Gleichwie etwa, Mönche, ein Kleid, das besudelt und voller Flecken ist, in
klarem Wasser gewaschen sauber und rein wird, oder im Schmelztiegel gesottenes
Gold gediegen und lauter wird: ebenso nun auch, ihr Mönche, mag ein Mönch, dem
solche Tugend, solche Wahrheit, solche Weisheit eignet, auch Almosenspeise
genießen, die aus gesichtetem Reis schmackhaft und würzig bereitet ist, und es
schadet ihm nicht.
- "Liebevollen Gemütes weilend strahlt er nach einer
Richtung, dann nach einer zweiten, dann nach der dritten, dann nach der
vierten, ebenso nach oben und nach unten: überall in allem sich
wiedererkennend durchstrahlt er die ganze Welt mit liebevollem Gemüte, mit
weitem, tiefem, unbeschränktem, von Grimm und Groll geklärtem.
- "Erbarmenden Gemütes weilend strahlt er nach einer
Richtung, dann nach einer zweiten, dann nach der dritten, dann nach der
vierten, ebenso nach oben und nach unten: überall in allem sich
wiedererkennend durchstrahlt er die ganze Welt mit erbarmendem Gemüte, mit
weitem, tiefem, unbeschränktem, von Grimm und Groll geklärtem.

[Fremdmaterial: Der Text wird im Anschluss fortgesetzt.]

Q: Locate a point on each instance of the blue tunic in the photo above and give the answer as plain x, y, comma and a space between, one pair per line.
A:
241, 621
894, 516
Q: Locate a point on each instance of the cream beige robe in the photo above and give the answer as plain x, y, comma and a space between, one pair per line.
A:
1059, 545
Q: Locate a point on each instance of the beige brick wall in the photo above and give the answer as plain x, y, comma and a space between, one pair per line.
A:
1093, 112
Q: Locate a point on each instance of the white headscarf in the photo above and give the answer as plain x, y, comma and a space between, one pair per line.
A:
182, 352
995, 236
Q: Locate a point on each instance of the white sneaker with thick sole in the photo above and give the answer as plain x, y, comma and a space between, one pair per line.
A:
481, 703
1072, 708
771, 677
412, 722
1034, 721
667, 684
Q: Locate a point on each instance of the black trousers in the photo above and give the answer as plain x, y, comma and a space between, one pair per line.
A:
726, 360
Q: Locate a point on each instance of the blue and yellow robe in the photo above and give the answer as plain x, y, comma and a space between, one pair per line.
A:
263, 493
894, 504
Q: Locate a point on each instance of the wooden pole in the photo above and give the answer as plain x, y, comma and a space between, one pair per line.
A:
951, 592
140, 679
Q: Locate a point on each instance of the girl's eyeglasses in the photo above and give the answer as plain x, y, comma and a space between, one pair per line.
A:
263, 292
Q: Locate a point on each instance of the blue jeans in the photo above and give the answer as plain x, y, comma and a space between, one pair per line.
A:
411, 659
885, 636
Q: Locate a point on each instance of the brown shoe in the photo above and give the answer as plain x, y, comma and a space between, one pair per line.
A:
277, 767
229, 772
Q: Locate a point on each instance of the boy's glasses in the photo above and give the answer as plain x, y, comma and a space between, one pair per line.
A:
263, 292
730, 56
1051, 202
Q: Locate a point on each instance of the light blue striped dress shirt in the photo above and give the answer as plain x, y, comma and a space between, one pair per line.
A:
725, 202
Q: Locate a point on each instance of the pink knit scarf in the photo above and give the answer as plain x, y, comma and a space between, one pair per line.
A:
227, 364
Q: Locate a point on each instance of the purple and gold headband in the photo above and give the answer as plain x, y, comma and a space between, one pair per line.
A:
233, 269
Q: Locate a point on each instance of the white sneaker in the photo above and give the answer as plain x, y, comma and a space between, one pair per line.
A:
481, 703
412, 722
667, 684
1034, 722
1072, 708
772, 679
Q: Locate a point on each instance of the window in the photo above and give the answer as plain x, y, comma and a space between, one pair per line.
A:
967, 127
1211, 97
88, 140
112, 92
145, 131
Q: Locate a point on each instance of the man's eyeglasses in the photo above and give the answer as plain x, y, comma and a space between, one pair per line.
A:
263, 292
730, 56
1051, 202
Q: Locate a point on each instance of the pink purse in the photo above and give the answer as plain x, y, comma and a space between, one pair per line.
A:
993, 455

- "Freudevollen Gemütes weilend strahlt er nach einer
Richtung, dann nach einer zweiten, dann nach der dritten, dann nach der
vierten, ebenso nach oben und nach unten: überall in allem sich
wiedererkennend durchstrahlt er die ganze Welt mit freudevollem Gemüte, mit
weitem, tiefem, unbeschränktem, von Grimm und Groll geklärtem.
- "Unbewegten Gemütes weilend strahlt er nach einer
Richtung, dann nach einer zweiten, dann nach der dritten, dann nach der
vierten, ebenso nach oben und nach unten: überall in allem sich
wiedererkennend durchstrahlt er die ganze Welt mit unbewegtem Gemüte, mit
weitem, tiefem, unbeschränktem, von Grimm und Groll geklärtem.
" 'So ist es', versteht er, 'Gemeines ist da und Edles
ist da, und es gibt eine Freiheit, höher als diese sinnliche Wahrnehmung', Und
in solchem Schauen, in solchem Anblicke wird sein Herz erlöst vom Wunscheswahn,
erlöst vom Daseinswahn, erlöst vom Nichtwissenswahn. 'Im Erlösten ist die
Erlösung', diese Erkenntnis geht auf. 'Versiegt ist die Geburt, vollendet das
Asketentum, gewirkt das Werk, nicht mehr ist diese Welt' versteht er da. Den
nennt man, ihr Mönche, einen Mönch, gebadet im inneren Bade."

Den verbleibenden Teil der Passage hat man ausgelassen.